Here is a brief summary of the most salient interpretive tweets by Bakul Patel, FDA policy adviser and author of the guidelines:

Device Applications That Will Be Regulated

  • FDA tweeted that the guidance was targeted only to a small set of applications that are "used as an accessory to med device . . .." Examples of these applications given by FDA included an application that allows a provider to view medical images to make diagnosis and applications that turn an iPad into an electrocardiogram.

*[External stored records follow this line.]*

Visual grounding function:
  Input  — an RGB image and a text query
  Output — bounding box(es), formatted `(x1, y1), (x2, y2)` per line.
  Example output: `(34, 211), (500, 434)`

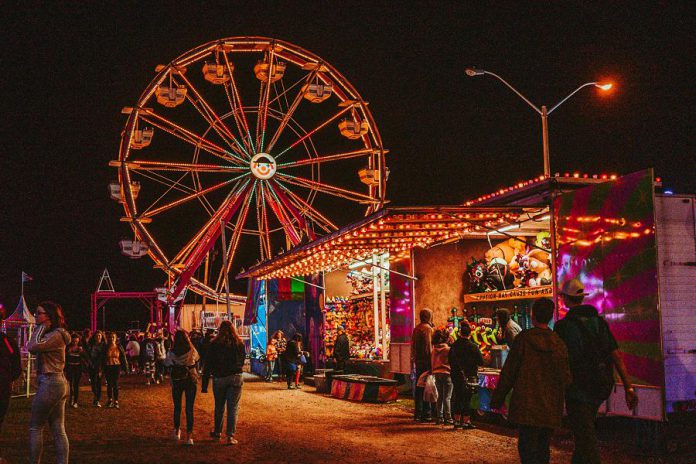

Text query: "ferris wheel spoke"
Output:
(132, 170), (195, 194)
(276, 182), (338, 232)
(268, 70), (317, 152)
(265, 184), (302, 246)
(275, 106), (352, 161)
(268, 72), (306, 107)
(276, 173), (379, 204)
(256, 47), (275, 152)
(256, 184), (272, 260)
(126, 160), (249, 173)
(268, 179), (309, 235)
(215, 182), (256, 291)
(143, 174), (246, 217)
(172, 180), (249, 263)
(173, 73), (251, 158)
(278, 148), (378, 169)
(222, 52), (256, 153)
(140, 110), (246, 166)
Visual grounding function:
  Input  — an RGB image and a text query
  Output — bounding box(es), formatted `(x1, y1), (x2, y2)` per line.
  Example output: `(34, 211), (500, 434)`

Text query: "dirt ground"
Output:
(0, 376), (686, 464)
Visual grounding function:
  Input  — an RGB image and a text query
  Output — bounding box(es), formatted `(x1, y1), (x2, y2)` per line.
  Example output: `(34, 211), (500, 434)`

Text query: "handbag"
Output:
(423, 375), (438, 403)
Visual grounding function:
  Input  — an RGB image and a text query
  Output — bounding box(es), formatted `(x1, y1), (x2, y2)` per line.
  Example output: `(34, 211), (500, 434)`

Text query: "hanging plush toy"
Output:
(534, 232), (551, 250)
(486, 258), (514, 290)
(466, 258), (489, 293)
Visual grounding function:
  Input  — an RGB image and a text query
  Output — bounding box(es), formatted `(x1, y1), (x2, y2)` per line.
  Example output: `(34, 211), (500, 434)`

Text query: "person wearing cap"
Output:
(411, 308), (433, 422)
(554, 279), (638, 464)
(491, 298), (571, 464)
(495, 308), (522, 346)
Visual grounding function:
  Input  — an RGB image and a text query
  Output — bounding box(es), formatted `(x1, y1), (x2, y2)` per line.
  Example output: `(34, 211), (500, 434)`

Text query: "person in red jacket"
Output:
(411, 308), (433, 422)
(430, 329), (454, 425)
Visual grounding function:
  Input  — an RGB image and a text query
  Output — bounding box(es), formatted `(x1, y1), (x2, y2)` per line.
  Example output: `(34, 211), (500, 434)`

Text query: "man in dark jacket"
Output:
(554, 279), (638, 464)
(0, 332), (22, 428)
(447, 319), (483, 429)
(411, 308), (433, 422)
(491, 299), (570, 464)
(334, 326), (350, 371)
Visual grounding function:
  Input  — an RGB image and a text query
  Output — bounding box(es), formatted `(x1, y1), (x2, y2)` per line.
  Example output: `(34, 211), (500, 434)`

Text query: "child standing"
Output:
(65, 333), (87, 408)
(266, 338), (278, 382)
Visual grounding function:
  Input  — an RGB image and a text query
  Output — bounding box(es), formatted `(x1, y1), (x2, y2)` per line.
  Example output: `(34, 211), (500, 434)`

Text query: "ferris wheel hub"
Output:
(250, 153), (278, 180)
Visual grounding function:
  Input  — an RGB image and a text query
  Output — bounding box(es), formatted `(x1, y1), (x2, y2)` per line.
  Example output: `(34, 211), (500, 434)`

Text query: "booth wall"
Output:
(324, 271), (353, 298)
(413, 240), (490, 326)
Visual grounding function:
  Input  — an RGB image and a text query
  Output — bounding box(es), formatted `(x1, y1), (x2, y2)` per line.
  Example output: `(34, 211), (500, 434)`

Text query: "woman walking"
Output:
(65, 332), (86, 408)
(104, 332), (128, 409)
(126, 335), (140, 374)
(201, 321), (246, 445)
(448, 319), (483, 429)
(430, 329), (453, 425)
(87, 330), (106, 408)
(27, 301), (70, 464)
(273, 330), (288, 379)
(265, 338), (278, 382)
(164, 330), (200, 446)
(283, 332), (302, 390)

Device Applications That Will Not be Regulated

  • Any applications that are meant to monitor health and wellness will not be considered a mobile medical application.
  • Applications that store medical records or provide training videos to physicians.
  • Personal health records.
  • Mobile computing devices and smartphones in and of themselves will not be regulated, but FDA will be regulating some applications that would be available on these devices.

Regulatory Strategy

  • FDA noted that it will be collaborating with the Office of the National Coordinator for Health and individual user's adverse event reports and feedback, in regulating mobile medical applications.
  • Regulation of applications will be risk-based, so that applications that have the most potential for harm will face the strictest regulation.

Foreign Apps

  • For foreign-developed applications, FDA tweeted that it would regulate such applications that qualify as mobile medical applications, if they are distributed in the United States.

FDA's draft guidance is open for public comment until October 19.

The content of this article is intended to provide a general guide to the subject matter. Specialist advice should be sought about your specific circumstances.